LABORATORIO RIVOLTO AGLI STUDENTI DELLE SCUOLE SUPERIORI
A cura della WILPF Italia (Lega Internazionale Donne per la Pace e la Libertà)
Prof.ssa Giovanna Pagani gioxblu@alice.it cell. 320. 188 3333
DATA: 12 NOVEMBRE 2009
ORE: 9-13
LUOGO: STAZIONE LEOPOLDA Sala Convegni – Piazza Guerrazzi, Pisa
PARTECIPANTI: 90 studenti delle Scuole Superiori
IMMIGRAZIONE, INTEGRAZIONE E POLITICHE INTERCULTURALI
Temi trattati nel LABORATORIO
  • Flussi migratori e crisi economica mondiale. Le cause e le strumentalizzazioni culturali, economiche e politiche delle migrazioni. La politica della paura.
  • La sicurezza , democrazia e diritti .

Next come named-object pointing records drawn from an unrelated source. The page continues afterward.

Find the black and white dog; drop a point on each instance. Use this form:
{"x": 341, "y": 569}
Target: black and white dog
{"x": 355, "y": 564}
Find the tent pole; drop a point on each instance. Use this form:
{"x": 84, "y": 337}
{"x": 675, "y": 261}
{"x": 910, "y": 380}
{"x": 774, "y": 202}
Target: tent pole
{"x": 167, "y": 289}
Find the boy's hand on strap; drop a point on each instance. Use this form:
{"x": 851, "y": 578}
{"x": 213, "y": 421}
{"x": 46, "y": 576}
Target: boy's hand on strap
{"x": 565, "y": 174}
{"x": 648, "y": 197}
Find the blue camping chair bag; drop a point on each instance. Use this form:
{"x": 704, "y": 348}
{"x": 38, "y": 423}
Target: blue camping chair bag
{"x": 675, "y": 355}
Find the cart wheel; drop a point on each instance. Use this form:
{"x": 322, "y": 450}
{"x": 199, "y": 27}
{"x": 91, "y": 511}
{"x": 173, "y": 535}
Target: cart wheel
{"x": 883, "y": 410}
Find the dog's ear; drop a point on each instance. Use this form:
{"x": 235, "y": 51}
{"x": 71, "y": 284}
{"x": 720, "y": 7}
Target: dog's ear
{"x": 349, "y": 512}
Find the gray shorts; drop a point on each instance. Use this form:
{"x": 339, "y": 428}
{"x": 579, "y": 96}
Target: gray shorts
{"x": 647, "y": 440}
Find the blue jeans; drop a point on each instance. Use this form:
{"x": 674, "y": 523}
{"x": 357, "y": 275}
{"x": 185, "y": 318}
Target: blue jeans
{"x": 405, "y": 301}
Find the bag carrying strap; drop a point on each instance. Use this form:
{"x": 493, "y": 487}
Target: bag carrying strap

  • Normative a confronto: “Convenzione internazionale sui diritti dei lavoratori migranti (ONU 1992)- Legge Regione Toscana“Norme per l’accoglienza, l’integrazione partecipe e la tutela dei cittadini stranieri nella Regione Toscana”(giugno 2009) - “Pacchetto Sicurezza” (luglio, 2009)

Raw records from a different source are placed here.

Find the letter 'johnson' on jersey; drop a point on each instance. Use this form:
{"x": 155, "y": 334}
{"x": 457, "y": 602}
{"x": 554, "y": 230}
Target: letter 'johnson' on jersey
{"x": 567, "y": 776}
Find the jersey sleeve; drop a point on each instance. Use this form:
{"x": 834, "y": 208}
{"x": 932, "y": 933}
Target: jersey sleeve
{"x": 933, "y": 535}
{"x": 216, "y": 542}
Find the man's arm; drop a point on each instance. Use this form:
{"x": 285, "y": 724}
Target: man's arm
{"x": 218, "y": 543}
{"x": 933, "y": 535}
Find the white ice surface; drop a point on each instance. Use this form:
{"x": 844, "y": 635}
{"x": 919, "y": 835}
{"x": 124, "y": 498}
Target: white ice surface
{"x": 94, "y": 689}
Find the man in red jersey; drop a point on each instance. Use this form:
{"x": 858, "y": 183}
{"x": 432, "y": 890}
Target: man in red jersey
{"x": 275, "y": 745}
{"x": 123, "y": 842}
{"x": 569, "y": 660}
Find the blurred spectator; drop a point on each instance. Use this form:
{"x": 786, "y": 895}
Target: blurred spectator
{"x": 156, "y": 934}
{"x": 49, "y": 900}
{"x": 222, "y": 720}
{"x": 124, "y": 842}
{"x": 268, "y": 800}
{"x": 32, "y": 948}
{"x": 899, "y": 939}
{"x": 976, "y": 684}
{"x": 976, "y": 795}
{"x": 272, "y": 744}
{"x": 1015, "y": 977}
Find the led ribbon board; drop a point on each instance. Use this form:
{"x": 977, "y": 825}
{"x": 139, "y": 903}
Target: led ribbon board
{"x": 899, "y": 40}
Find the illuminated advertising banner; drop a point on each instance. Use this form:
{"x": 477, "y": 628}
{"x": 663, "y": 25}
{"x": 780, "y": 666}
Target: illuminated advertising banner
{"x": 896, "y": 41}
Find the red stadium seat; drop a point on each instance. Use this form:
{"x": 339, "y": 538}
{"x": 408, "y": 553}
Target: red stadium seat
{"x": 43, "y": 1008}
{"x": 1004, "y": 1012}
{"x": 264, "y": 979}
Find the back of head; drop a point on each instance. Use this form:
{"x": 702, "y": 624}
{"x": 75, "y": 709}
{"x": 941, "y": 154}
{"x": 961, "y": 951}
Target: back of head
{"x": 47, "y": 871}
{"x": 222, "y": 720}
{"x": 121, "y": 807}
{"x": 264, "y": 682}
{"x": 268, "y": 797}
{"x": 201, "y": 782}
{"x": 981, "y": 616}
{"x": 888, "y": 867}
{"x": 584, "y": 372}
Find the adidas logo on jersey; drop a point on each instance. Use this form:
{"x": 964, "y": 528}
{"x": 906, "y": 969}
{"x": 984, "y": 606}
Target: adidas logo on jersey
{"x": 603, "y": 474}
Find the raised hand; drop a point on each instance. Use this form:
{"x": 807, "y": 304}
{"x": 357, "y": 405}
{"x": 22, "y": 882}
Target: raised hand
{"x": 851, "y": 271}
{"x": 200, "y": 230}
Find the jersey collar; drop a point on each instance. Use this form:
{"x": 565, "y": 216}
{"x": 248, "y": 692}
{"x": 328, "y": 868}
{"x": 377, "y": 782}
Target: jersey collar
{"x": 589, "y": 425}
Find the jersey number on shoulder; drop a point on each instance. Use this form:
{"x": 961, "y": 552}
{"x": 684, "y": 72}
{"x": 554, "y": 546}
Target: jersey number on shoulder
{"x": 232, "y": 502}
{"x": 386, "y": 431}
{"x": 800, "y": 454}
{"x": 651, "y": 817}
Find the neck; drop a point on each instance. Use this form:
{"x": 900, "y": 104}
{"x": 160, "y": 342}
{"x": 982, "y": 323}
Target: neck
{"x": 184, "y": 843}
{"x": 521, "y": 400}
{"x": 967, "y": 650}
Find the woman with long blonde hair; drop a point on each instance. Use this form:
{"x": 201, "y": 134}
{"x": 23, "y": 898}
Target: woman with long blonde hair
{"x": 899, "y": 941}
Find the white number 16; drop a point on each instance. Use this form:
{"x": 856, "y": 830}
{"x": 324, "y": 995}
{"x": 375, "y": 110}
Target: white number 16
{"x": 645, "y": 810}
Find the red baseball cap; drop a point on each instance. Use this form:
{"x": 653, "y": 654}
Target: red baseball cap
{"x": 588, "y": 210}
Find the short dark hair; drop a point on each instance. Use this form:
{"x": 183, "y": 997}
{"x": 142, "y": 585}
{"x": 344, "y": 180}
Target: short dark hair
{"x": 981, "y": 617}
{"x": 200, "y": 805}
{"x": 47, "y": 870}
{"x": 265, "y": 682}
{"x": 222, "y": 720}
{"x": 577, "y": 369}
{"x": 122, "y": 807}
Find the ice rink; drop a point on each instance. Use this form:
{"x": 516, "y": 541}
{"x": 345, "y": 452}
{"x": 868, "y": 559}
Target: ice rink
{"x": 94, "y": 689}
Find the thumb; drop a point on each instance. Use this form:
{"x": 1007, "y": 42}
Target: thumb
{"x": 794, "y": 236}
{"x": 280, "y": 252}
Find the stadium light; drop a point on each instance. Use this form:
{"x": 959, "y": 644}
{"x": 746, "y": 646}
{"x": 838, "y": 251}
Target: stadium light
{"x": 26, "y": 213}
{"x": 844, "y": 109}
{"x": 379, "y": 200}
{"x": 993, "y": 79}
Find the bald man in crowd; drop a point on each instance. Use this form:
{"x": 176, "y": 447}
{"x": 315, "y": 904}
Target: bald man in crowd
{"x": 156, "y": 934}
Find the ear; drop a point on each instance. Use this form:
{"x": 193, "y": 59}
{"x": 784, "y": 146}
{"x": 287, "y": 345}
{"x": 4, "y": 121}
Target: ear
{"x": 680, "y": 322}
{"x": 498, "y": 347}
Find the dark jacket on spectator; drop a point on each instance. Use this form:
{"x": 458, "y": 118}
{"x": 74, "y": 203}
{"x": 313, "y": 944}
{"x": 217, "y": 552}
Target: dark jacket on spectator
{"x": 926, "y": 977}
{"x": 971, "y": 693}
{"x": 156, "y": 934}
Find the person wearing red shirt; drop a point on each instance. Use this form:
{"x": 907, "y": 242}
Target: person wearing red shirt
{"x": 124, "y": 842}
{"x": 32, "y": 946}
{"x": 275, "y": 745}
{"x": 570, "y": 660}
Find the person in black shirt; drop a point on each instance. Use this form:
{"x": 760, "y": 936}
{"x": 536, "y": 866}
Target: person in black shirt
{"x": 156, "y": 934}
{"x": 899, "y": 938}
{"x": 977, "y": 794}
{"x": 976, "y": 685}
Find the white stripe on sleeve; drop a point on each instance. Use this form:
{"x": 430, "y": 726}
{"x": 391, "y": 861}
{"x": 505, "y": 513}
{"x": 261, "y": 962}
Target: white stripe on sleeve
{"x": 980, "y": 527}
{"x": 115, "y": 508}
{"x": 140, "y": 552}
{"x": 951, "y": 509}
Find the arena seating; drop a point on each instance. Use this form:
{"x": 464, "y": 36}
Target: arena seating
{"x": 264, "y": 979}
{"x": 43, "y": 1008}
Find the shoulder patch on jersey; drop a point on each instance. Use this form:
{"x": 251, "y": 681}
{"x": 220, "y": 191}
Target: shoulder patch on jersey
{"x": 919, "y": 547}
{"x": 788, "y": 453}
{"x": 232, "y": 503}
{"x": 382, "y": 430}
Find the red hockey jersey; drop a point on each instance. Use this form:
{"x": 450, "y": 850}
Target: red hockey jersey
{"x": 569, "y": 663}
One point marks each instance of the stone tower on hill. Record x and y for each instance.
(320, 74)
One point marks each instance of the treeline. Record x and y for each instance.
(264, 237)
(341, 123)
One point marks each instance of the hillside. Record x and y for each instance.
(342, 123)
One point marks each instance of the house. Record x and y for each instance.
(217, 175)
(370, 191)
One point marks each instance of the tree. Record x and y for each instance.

  • Intercultura come prassi di avvicinamento tra i popoli e strategia di prevenzione di comportamenti razzisti o xenofobi.

PROGRAMMA

Ore 9
Presentazione del Laboratorio: Antonia Sani – Pres. WILPF Italia
Ore 9,10
Proiezione del DVD “Le paure della città. SPECIALE PERIFERIE” a cura di Luciano Minerva, Rainews 24. (Durata 20’)
Ore 9,30
Giovanna Pagani – Pres. On. WILPF Italia “L’avventuroso viaggio nell’Intercultura, come strategia di prevenzione”
Ore 9.45
M’Baye Diop - Coordinatore Regionale Comunità Senegalese: “Cosa significa essere immigrato in Italia e vivere quotidianamente a contatto con gli stereotipi culturali razzisti o xenofobi”
Ore 10
Marie Fall -Federazione Donne Africane in Toscana : “Le specifiche difficoltà delle donne immigrate “
Ore 10,15
Giovanni Lattarulo, Funzionario Regione Toscana: “L’integrazione partecipe, alla luce della recente legge regionale sull’immigrazione, della normativa internazionale e del recente Pacchetto sicurezza”
Ore 10.30
Intervallo
Ore 10.45 – 11,45
Lavori di gruppo
Ore 12
Plenaria: Relazioni dei gruppi e conclusioni.

CONSIDERAZIONI FINALI
L’invito alla iniziativa è stata esteso a tutte le Scuole Superiori della città di Pisa. Si è constatata una vivace partecipazione alla discussione di questo tema così centrale per la convivenza democratica. Significativi gli spunti di riflessione e le proposte degli studenti ai fini di migliorare il dialogo tra le diversità. E’ stata evidenziata la necessità di poter dedicare più tempo all’approfondimento collettivo dell’argomento.
Gli insegnanti sono stati invitati a riprendere in classe il dibattito del laboratorio, per potenziarne la ricaduta pedagogica.